I started working on this for two reasons, first because the MongoDB
documentation build process was lagging under some process creation
overhead and using buildcloth as a meta-build system was clearly not
holding up.
Second, I wanted to write a static site generator that used a fully
concurrent internal model. My initial plan was to use the buildcloth
meta-build system, but that clearly wouldn’t hold up at scale so I
needed something like buildcloth.
Finally, there aren’t actually a lot of generalized build automation
tools: Make, Ninja, SCons, Waf, and Rake plus a small cluster of Java
tools (Ant, Maven, sbt, Gradle). See the wikipedia list of build
automation
tools.
How can I use Buildcloth? Is Buildcloth right for my project?#
If you want, you can use Buildcloth as a Make replacement, using the
buildc
front end. For build systems that already have Python code to
wrap or implement build steps, Buildcloth may be much more efficient
than using something like Make. For other kinds of builds, the benefits
may be less pronounced.
You can also use Buildcloth as a library in your own Python programs if
you need a way of ruining build-jobs in a parallel, dependency aware
mode.
I’ve started to think think buildcloth is really a sort of embedable,
small-scale, local version of something like
celery. Or maybe it’s just a
collections of decent wrappers around
multiprocessing.Pool.
Regardless, there aren’t a lot of really intuitive tools around that
make async processing/parallel execution easy and fun in Python, so if
you need to do this kind of processing work, take a look.

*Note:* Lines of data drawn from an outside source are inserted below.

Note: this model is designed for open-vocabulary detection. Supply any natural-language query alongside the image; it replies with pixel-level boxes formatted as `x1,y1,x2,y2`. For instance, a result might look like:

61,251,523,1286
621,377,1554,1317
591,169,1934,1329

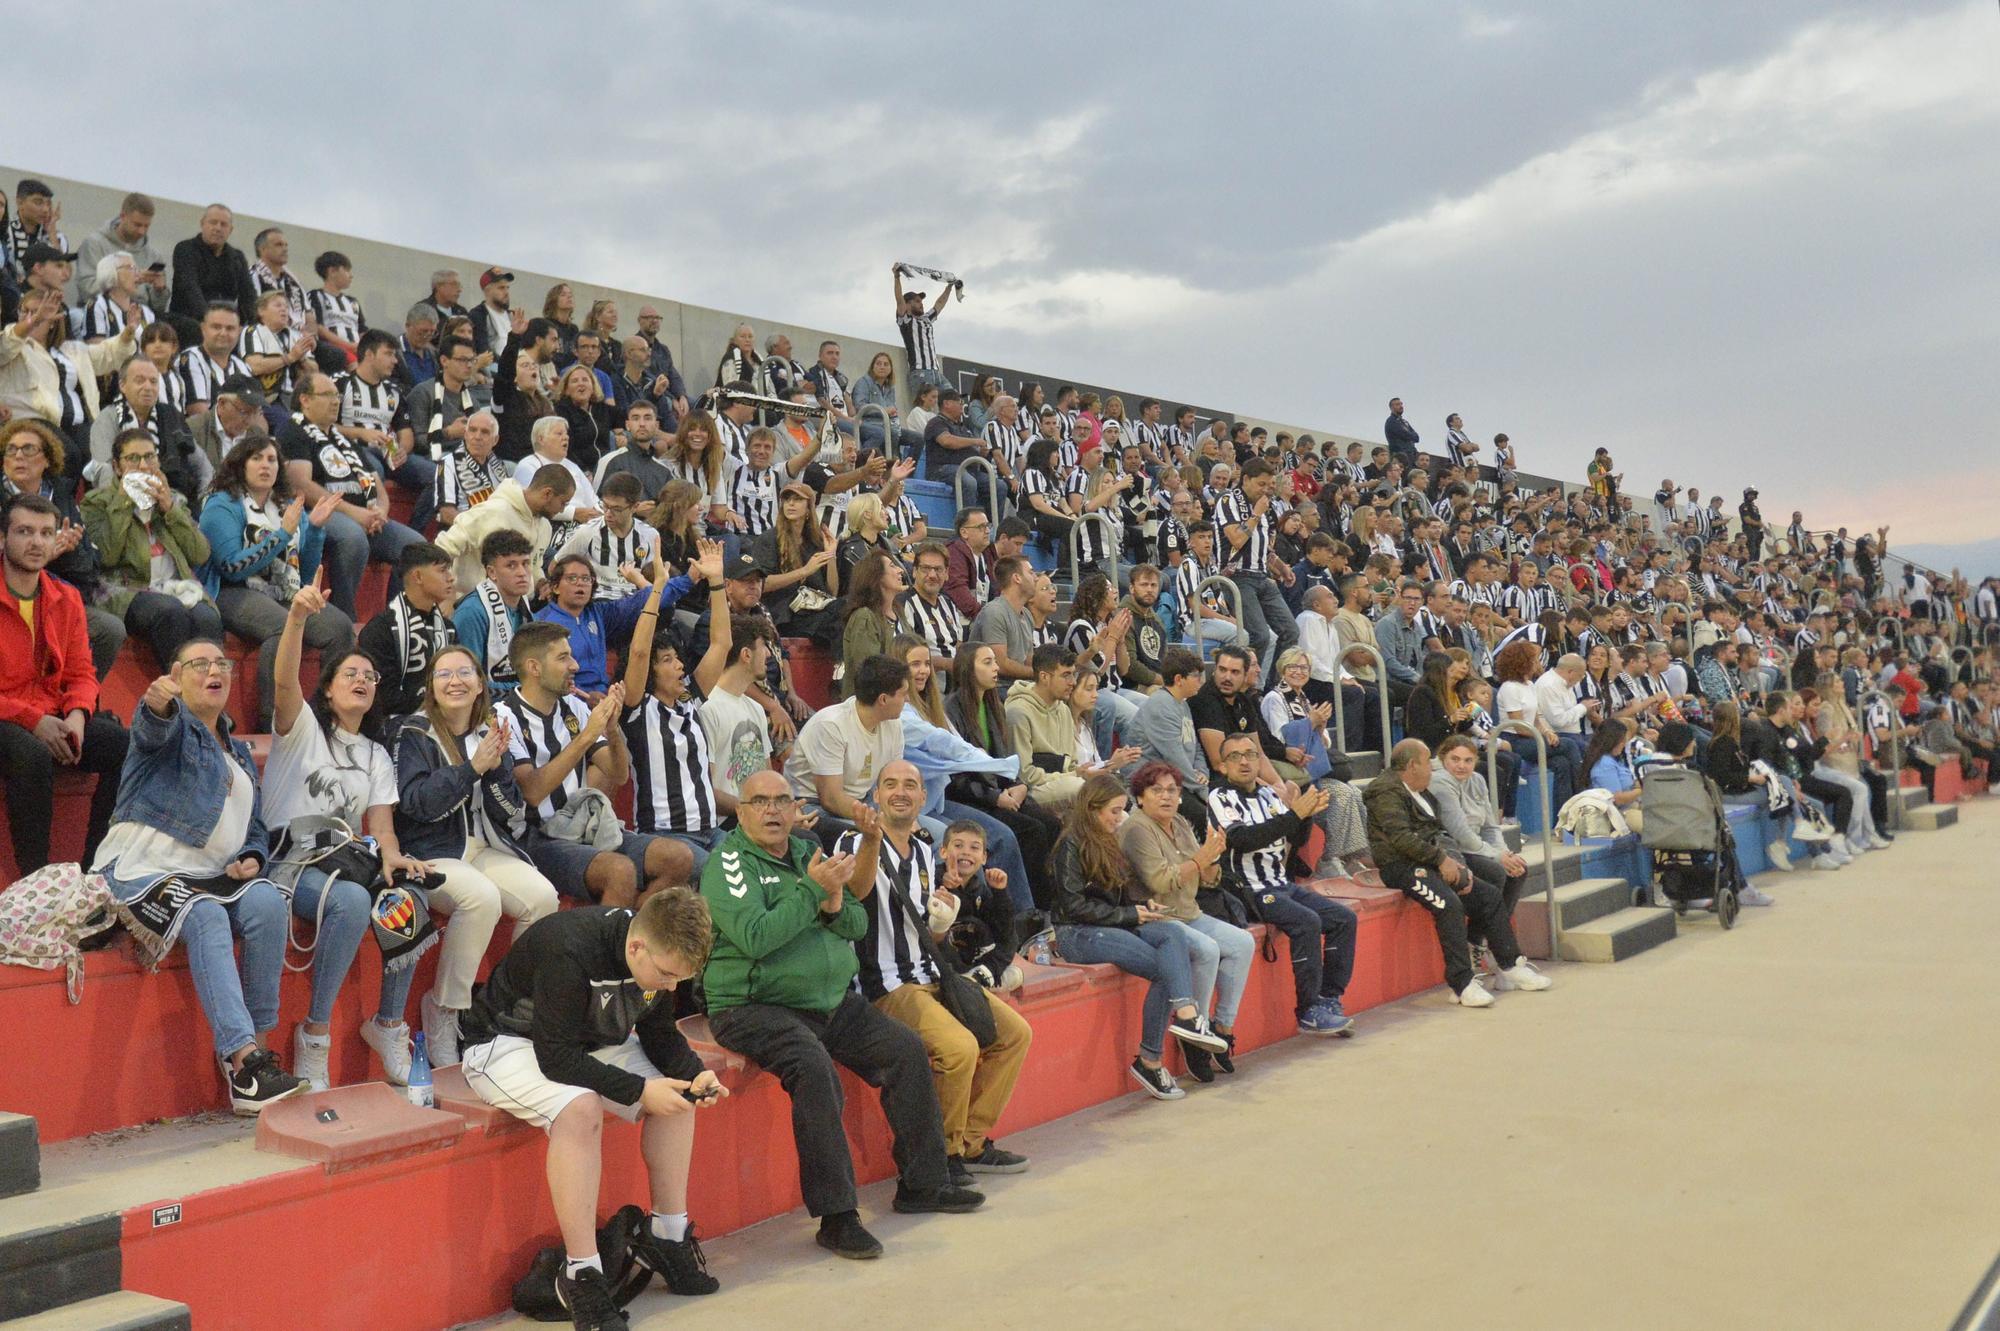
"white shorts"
461,1033,661,1130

How well tested is Buildcloth?#
There’s a complete unit test suite with 400 tests (last count) that
should ensure that things stay stable as the product continues to
develop. In this respect buildcloth is really well tested
(particularly for a project of its age.) In other respects, its less
well tested.
Now that things are comparatively stable, I’m pretty eager to begin
using the buildsystem and make sure all of the higher-level aspects work
well.
What aspects need the most improvement?#
I need to devise a way to save some state between builds so that
buildcloth can check to see if a target needs to be rebuilt by seeing if
the content of the dependent files has changed. Currently, (like many
tools,) buildcloth must rebuild things based on a comparison of modified
times from the file system, which do not necessarily indicate a required
rebuild.
This isn’t really a buildcloth problem, but I also find myself
frustrated by the error reporting of tasks running inside the
multiprocessing pool. I’m thinking of wrapping tasks right before
calling them in a way that will capture output and make it easier to
kill zombie tasks and dead pools.
What would you do differently next time?#
I wrote the implementation in a very bottom-up sort of way, and as a
result the design and testing suite feels a little bottom up. In the
long term I think it was the right decision, but I think that in the
medium term it will lead to some awkwardness.
Furthermore, build systems are fundamentally static and there’s no good
way to “add jobs to the top of the pipe.” I don’t yet have a good
answer to this problem (yet,) but shouldn’t be insurmountable.